Perhaps a GAN-like setup for RL agents aiming to co-evolve agent-evaluator capabilities? The discriminator would be trained to recognize human behavior, while the generator would be trained to suggest them. At the end, you'd get a generator-agent and a discriminator-evaluator which yields a numerical reward for humanness, despite nobody specifying what that was in advance. The evaluator might grow into being a sensible evaluator, in a similar way to how a GAN discriminator gets a sense of which images are photorealistic and which are not.
Alternatively, an ML model trained as an "ecosystem engineer" to correct divergences of a target object (e.g. BERT trying its best to revert masked tokens in a text, DALL-E 2 trying its best to revert noise sprinkled on an image), might help "stabilize" actions considered by an agent, and help avoid inappropriate courses of action.

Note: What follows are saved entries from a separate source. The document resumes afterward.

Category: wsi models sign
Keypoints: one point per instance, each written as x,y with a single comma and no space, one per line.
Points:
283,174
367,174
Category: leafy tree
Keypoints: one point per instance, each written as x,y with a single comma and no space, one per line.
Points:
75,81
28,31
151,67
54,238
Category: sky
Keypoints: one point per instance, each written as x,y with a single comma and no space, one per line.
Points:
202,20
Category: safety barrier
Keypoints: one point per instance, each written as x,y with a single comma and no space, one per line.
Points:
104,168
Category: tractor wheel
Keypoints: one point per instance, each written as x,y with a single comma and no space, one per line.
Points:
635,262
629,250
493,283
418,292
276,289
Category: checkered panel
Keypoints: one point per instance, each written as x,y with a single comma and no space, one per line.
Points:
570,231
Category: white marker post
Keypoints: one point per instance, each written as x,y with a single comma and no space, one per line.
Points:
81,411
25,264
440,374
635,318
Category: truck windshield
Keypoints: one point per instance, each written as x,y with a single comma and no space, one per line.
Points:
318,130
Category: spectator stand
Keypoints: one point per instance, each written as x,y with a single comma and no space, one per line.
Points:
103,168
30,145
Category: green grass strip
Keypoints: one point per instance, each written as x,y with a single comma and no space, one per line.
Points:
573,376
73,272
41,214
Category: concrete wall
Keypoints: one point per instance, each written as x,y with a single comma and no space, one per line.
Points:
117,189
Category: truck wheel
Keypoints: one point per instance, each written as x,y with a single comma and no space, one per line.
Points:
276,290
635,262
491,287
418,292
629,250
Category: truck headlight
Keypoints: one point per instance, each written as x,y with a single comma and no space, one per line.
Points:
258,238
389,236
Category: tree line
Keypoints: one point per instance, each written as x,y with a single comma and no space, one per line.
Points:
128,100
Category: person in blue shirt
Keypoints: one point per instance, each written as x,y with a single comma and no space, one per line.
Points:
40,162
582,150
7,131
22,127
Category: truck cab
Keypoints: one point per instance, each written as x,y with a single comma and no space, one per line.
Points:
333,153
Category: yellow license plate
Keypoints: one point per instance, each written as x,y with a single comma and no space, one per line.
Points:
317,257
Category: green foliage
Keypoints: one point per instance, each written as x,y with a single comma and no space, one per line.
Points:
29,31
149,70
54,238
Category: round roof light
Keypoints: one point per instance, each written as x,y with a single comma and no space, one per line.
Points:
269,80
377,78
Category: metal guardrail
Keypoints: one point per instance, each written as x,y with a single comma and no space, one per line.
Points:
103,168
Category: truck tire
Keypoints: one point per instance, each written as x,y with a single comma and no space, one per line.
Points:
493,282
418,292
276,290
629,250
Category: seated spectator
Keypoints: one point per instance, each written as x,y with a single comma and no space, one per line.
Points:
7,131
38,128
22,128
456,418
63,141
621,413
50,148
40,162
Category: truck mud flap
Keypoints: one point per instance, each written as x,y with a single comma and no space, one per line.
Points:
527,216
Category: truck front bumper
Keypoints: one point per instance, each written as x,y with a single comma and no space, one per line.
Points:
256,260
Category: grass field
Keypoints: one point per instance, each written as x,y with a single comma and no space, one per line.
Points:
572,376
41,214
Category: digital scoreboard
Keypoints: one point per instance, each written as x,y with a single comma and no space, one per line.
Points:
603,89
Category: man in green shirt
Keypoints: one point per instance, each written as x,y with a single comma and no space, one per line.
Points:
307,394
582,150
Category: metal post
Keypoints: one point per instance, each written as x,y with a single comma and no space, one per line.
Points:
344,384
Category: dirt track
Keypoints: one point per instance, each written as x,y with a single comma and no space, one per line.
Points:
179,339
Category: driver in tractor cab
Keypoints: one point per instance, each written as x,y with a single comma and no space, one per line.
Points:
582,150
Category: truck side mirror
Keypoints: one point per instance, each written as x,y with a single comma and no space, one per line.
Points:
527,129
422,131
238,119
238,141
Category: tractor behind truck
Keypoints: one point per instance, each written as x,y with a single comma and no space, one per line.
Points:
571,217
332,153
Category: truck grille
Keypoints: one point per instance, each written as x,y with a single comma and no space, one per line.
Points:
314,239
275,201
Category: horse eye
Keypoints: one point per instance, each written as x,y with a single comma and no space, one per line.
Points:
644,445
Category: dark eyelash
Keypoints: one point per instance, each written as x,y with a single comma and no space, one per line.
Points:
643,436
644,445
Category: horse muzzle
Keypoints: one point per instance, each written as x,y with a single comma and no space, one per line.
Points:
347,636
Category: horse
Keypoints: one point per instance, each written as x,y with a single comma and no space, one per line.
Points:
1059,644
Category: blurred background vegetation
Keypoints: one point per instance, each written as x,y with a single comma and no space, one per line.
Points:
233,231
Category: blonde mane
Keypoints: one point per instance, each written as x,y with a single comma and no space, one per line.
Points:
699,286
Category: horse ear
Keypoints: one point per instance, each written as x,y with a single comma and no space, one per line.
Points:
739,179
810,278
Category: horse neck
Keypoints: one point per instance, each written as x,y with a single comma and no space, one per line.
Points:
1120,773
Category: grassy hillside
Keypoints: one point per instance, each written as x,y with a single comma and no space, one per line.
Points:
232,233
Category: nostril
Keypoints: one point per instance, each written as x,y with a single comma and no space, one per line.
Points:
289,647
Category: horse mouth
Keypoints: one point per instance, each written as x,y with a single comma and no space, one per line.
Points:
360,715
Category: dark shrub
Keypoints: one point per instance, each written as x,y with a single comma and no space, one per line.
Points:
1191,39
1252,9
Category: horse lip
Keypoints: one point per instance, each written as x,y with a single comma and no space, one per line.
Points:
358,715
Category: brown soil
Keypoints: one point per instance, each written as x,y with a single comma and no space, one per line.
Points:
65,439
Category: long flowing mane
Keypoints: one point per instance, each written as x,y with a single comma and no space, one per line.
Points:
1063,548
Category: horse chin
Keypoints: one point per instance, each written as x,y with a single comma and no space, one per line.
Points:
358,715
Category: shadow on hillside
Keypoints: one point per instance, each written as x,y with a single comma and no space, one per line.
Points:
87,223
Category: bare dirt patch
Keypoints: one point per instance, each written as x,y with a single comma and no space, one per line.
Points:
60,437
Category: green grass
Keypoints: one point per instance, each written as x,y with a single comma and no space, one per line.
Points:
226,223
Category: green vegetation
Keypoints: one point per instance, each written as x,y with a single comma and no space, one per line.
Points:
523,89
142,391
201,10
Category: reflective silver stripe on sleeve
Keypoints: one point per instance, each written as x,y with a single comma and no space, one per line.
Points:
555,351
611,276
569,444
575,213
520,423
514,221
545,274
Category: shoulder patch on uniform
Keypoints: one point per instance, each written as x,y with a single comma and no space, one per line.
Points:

It seems to me, however, that both of those low-hanging safety tricks (e.g. stabilize policy, co-evolve evaluator with an agent which is itself increasing in capabilities) are applications of past model arrangements and training regimes. Coming up with new schemes might unfortunately benefit capabilities quite drastically, just like the previous ones. Related: [[are-training-arrangements-inspired-by-parametric-ecologies-likely-to-have-capability-externalities]]. I currently find it unlikely for newly discovered training regimes to differentially push safety further ahead. Still, having them roughly on par might not be a horrible state of affairs.